Today, I’d like to zoom out a bit and discuss the promises of Cloud and a bit about how you can use Cloud providers to grow your enterprise.
Cloud providers promise managed services:
- for infrastructure, platform, and even fully-managed applications
- backed by vast resources
- made available via API
- billed in small increments
Cloud providers are competing to offer high quality services that meet their customers’ needs at decreasing cost and increasing scale. They want you to offload whatever you consider undifferentiated heavy lifting to them. Sometimes this means running DNS, a database, a Hadoop cluster, or even an application’s identity provider.
Let’s focus on a simplified set of AWS’ (165!) service offerings that form the core of many Enterprises’ deployments:
Depending on your perspective, the ‘magic’ of these services and the Cloud operating model may be that the services:
- are available on-demand via API or console and you don’t have to wait for another team to provision and integrate a server to get something done or run a test
- scale from small to very large usage with documented limits
- leverage a common, Cloud-design and integrated Security service
- have been been tested with 10s, 100s, 1000s, or even more users with problems similar to yours and are (now) robust in addition to a community that can share knowledge around that implementation
- use of the service is billed only for the resources you consume and metered in units like seconds a virtual machine was running or gigabytes used in an object store
- offer ways to reduce operational costs through volume discounts, using discounted resources, and async architectures
The Real Magic: Optionality
Taken together, I think the real magic Cloud providers give you is optionality that helps you build the right thing. When you (re-)architect your applications to take advantage of the Cloud’s pay-for-what-you-use consumption model, you are positioned to:
- start on a proven, secure foundation
- test ideas quickly and for little cost
- understand the financials of your application’s scaling model
- scale your applications to meet customer demands
For example, let’s say you have an application that might be well-served by a document database. You might come up with three leading choices: ElasticSearch, Postgres (using jsonb), and MongoDB. Since AWS has a managed offering for each of these databases, you can try them out and see which works best. You are also in a good position to learn what the costs for your application will be before committing to an option because you solved the problem with each option and got a bill for each.

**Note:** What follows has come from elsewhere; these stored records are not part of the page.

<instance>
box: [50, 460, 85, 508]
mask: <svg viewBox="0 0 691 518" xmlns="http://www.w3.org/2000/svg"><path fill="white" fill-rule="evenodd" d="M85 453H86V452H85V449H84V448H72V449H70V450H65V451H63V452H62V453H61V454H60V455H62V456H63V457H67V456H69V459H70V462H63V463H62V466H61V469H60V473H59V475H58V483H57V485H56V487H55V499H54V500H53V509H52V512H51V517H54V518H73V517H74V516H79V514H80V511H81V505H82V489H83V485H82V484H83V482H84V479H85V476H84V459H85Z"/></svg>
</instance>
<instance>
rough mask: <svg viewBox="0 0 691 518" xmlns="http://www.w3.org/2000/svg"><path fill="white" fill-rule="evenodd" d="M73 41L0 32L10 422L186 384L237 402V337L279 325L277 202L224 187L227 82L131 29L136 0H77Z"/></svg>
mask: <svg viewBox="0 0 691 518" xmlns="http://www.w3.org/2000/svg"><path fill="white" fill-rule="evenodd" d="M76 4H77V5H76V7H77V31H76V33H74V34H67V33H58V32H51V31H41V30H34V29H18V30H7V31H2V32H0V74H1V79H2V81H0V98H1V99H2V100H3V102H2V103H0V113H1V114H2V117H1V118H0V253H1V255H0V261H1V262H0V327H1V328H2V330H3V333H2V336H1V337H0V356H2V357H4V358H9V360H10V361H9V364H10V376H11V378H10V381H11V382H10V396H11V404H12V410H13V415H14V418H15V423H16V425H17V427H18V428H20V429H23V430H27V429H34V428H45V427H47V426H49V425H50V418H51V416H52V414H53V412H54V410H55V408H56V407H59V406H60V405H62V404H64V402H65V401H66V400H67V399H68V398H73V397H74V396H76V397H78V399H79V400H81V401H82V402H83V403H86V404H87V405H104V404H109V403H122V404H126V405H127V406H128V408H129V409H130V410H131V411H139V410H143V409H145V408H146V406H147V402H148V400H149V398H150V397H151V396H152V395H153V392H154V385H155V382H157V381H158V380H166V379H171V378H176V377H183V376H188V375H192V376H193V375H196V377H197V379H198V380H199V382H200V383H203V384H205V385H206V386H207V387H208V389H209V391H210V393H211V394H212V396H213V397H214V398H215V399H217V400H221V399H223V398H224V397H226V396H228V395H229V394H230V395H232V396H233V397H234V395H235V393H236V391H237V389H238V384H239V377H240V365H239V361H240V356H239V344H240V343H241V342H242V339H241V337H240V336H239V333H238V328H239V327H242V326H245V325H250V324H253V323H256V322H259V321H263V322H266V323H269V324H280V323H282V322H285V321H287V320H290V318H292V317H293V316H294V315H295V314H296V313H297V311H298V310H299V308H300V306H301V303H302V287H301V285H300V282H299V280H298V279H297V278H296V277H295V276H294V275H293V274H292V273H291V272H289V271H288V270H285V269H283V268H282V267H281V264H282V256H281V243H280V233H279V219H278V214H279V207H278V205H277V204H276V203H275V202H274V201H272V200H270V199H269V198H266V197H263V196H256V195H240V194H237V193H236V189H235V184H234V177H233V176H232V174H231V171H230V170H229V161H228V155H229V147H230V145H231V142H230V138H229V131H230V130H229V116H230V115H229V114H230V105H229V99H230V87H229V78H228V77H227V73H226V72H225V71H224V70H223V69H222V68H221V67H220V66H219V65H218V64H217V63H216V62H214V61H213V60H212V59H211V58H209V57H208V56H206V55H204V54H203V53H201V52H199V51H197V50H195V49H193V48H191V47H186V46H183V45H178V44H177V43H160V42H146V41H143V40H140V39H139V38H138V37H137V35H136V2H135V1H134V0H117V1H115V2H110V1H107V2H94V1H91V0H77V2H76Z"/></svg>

Suppose your application is working well and customers are adopting it. If the application autoscales its resource consumption with customer demand, then you should be able to accomplish a few really important things. First, the application should be able to acquire those resources from the cloud without a long-term commitment. Second, you can use cost and revenue data to build a financial model that tells you how much money you will make (or lose!) as customer volume scales on this application. Lastly, you can use this information to iterate on your architecture to improve costs as well as work with Cloud providers and other experts to verify capacity will be there when you need it.
In the past, you may have relied on extensive research to determine whether you commit to a new technology or an annual capacity modeling and CapEx cycle to place a BIG bet on where customer demand will be in 6 months. The Cloud changes that. Managed Cloud services help you Go Fast, Safely by providing options to tighten feedback loops and improve the long-lived architectural and financial decisions at the foundation of your enterprise. The only ‘trick’ is that you’ve got to be aware of your options and exercise them. But once you start exercising your optionality, you’ll probably find that you’re getting better outcomes for you and your customers. You also might feel more agile, to boot!